Un nuevo estudio publicado en Obstetrics & Gynecology sostiene que las mujeres obesas son un 40% más propensas que las mujeres con peso normal y sobrepeso a que su embarazo termine con muerte fetal a partir de la semana 20 de gestación.

Según los investigadores, el riesgo es aún mayor en las mujeres afroamericanas, y es que, comparadas con las mujeres blancas obesas, la tasa de nacimientos muertos entre ellas fue un 90% mayor.

Posibles causas

En parte, el motivo de la relación entre la obesidad y el nacimiento del feto muerto sería el hecho de que las mujeres obesas son más propensas a tener diabetes e hipertensión en el embarazo, dijo el doctor Hamisu Salihu, profesor asociado de University of South Florida, en Tampa, y autor principal del estudio.

 

Las mujeres obesas tienen también niveles más altos de grasa en sangre
Las mujeres negras tienen tasas más altas de estas complicaciones que las blancas, lo que ayudaría a explicar la brecha racial, señalan los investigadores. De todos modos, la diabetes y la hipertensión no conforman toda la causa, dijo Salihu, sino que deben existir también otros factores.

 

Por ejemplo, las mujeres obesas tienen también niveles más altos de lípidos (grasas en sangre, como el colesterol). Esas grasas inhiben una sustancia llamada prostaciclina, que obstruyen las arterias y favorecen la formación de coágulos en aquellas que nutren al feto, explicó.

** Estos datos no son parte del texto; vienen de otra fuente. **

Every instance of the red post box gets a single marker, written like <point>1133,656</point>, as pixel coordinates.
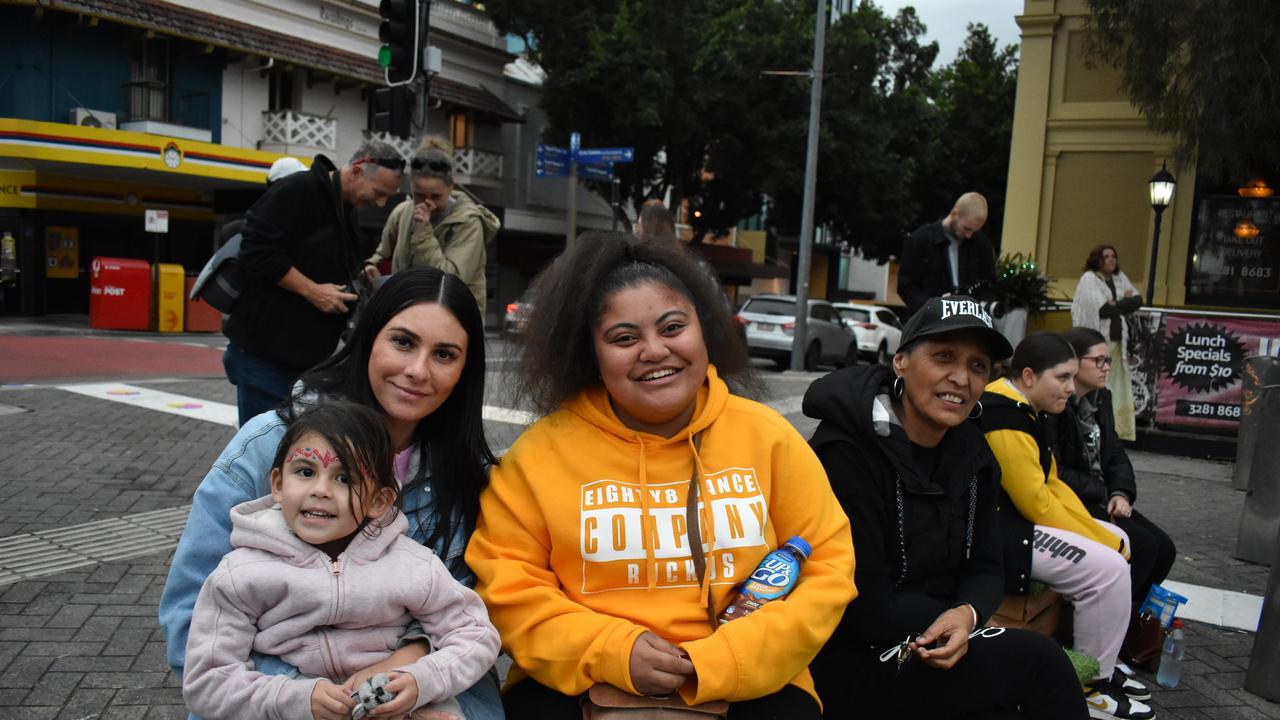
<point>119,294</point>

Cualquiera sea el motivo de este mayor riesgo de nacimiento muerto del feto, la mejor forma de reducir estas posibilidades es hacer adelgazar a las mujeres obesas antes del embarazo, indicó Salihu. "La reducción del peso antes del embarazo debería ser la piedra fundamental de toda estrategia para reducir el alto nivel de riesgo de nacimiento del feto muerto en las mujeres obesas", dijo.